アンガーマネジメントとは?怒りのメカニズムとコントロール方法を解説、タイプ診断つき
文/朝生 容子
産業カウンセラー/アンガーマネジメントファシリテーター/キャリアコンサルタント
筆者は、産業カウンセラーとして、働くうえでの悩みについて、年間200~300人の相談を受けています。その中で、「怒りがきっかけで職場の人間関係が悪化した」「怒りのあまり会社を辞めた」といったように、「怒り」がキャリアに大きな影響を及ぼし、後悔している人にしばしば出会います。
今回は、そうしたビジネスの現場でよくみられる怒りを取り上げながら、仕事をうまく進めていくための「アンガーマネジメント」について考えていきます。
目次[非表示]
- 1.「アンガーマネジメント」とは?
- 2.なぜ今「アンガーマネジメント」が重要なのか?
- 3.怒りのメカニズム
- 4.アンガーマネジメント診断で自分の怒りの傾向を知ろう
- 5.アンガーマネジメントを使ってみよう
- 5.1.ステップ1/衝動のコントロール(6秒ルール)
- 5.2.ステップ2/思考のコントロール
- 5.3.ステップ3/行動のコントロール
- 6.実際の事例から見るアンガーマネジメント実践方法
- 7.まとめ
「アンガーマネジメント」とは?
アンガーマネジメントは、怒りをうまくコントロールする技術で、1970年代にアメリカで生まれた心理トレーニングです。当時のアメリカは、ベトナム戦争撤退などにより社会不安が増し、人々は先の見えない不安にさいなまれていました。アンガーマネジメントはそうした社会課題の解決ツールとして、心理学に基づいて生まれました。
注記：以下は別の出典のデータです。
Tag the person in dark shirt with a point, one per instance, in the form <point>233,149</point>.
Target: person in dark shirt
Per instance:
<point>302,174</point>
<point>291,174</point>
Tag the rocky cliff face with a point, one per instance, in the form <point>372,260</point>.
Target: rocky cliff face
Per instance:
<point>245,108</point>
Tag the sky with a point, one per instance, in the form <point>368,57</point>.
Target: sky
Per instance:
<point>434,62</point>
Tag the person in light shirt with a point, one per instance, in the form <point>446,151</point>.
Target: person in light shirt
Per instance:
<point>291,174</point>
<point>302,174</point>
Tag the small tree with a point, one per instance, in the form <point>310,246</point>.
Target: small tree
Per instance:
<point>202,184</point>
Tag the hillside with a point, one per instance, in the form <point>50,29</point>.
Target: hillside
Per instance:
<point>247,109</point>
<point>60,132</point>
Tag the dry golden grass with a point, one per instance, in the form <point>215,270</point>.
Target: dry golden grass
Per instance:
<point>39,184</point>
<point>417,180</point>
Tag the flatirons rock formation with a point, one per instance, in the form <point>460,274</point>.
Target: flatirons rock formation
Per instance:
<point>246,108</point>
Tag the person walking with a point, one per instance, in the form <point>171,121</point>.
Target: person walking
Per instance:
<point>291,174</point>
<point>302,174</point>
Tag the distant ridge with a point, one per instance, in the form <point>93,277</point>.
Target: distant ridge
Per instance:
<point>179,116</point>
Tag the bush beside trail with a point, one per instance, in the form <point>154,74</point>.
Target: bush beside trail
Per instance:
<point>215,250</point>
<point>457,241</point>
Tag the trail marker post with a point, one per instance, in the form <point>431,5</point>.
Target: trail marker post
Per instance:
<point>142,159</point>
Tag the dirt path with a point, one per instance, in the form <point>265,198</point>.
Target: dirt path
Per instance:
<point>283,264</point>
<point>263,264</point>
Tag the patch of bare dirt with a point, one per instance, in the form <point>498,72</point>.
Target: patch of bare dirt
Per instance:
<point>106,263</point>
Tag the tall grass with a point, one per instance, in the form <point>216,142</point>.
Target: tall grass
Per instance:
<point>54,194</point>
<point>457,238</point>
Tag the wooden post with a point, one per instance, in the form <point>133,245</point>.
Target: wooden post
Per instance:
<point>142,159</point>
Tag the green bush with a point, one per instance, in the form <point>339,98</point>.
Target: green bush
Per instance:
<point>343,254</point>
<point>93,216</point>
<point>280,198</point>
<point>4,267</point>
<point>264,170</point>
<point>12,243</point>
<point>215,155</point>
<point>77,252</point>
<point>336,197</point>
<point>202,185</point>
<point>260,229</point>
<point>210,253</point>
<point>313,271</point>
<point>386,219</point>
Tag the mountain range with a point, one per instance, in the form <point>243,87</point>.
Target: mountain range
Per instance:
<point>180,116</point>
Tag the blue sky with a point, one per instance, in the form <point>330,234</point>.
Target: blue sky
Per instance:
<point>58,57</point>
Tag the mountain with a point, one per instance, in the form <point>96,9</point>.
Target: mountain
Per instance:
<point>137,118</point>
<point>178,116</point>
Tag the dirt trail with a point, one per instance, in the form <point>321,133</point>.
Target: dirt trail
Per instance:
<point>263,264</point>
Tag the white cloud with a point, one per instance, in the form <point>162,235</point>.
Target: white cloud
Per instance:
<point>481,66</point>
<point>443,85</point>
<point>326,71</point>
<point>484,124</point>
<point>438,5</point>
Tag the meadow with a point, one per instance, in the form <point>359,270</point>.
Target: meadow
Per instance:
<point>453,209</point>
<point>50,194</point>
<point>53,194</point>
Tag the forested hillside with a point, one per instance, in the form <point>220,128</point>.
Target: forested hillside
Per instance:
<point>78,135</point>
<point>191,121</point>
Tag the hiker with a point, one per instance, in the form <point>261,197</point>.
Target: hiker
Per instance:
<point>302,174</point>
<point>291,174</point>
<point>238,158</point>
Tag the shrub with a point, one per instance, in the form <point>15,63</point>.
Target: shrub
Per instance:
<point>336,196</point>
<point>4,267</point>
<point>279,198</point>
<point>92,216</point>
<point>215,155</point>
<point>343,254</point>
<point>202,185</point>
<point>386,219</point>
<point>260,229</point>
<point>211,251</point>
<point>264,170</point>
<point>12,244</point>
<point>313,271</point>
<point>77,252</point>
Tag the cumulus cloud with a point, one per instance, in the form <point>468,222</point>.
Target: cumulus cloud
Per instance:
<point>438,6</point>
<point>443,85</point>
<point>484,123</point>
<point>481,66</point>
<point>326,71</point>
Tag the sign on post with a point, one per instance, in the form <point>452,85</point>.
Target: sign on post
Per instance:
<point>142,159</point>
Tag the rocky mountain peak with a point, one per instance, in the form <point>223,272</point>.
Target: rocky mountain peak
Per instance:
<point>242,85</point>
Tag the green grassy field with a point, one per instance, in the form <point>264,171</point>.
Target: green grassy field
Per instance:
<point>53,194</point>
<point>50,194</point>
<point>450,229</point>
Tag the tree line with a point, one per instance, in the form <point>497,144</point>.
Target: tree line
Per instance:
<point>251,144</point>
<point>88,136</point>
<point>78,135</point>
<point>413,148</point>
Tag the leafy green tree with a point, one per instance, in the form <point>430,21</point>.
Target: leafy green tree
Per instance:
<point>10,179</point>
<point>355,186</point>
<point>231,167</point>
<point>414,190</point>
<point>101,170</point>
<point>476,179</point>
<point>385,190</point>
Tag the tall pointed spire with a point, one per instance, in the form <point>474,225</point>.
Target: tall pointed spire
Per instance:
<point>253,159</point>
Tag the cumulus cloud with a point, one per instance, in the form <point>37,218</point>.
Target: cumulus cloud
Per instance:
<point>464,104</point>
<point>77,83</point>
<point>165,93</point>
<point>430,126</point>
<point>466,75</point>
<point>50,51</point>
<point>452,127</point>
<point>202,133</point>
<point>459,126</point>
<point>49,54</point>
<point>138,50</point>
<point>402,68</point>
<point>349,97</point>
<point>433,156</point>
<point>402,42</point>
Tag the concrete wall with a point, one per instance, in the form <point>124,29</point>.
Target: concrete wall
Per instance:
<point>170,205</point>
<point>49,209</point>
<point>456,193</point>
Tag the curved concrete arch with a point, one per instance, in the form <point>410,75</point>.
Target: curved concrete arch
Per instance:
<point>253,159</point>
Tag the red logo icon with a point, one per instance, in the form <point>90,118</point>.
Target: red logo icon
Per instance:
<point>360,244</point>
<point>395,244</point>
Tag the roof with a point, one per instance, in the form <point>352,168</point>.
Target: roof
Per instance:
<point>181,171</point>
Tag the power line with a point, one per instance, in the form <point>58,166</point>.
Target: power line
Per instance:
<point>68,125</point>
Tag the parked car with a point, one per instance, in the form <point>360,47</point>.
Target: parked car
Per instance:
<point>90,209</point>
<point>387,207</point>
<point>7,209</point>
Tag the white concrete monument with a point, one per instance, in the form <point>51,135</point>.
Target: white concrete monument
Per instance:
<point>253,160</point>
「アンガーマネジメント」というと、よく「怒りを抑え込む」ための技術と受け取る人がいますが、そうではありません。「怒り」は人間として自然な感情であり、良い悪いといえるものではありません。アンガーマネジメントの立場では、「怒り」の感情そのものを否定的にみなしてはいないのです。
では、「アンガーマネジメント」とは、何を目的としているのでしょうか?
それは「『怒り』について後悔しないこと」です。
後悔は、「怒ったこと」だけでなく、「あんな言い方をしなきゃ良かった」というように、「怒り方」についても発生します。同時に、「怒らなかったこと」も後悔する人も少なくありません。
アンガーマネジメントは、怒る必要があるのか、ないのかを適切に判断する技術です。不必要に怒ることを避ける、必要がある場合は適切な怒り方ができるようになる、という状態を目指しています。
なぜ今「アンガーマネジメント」が重要なのか?
現代社会は「ストレス社会」といわれています。社会環境の変化や価値観の多様化によるコミュニケーション不全など、数十年前には予想できなかったようなイライラがまん延する状況にあり、新型コロナウイルスによる社会への影響がそれに拍車をかけました。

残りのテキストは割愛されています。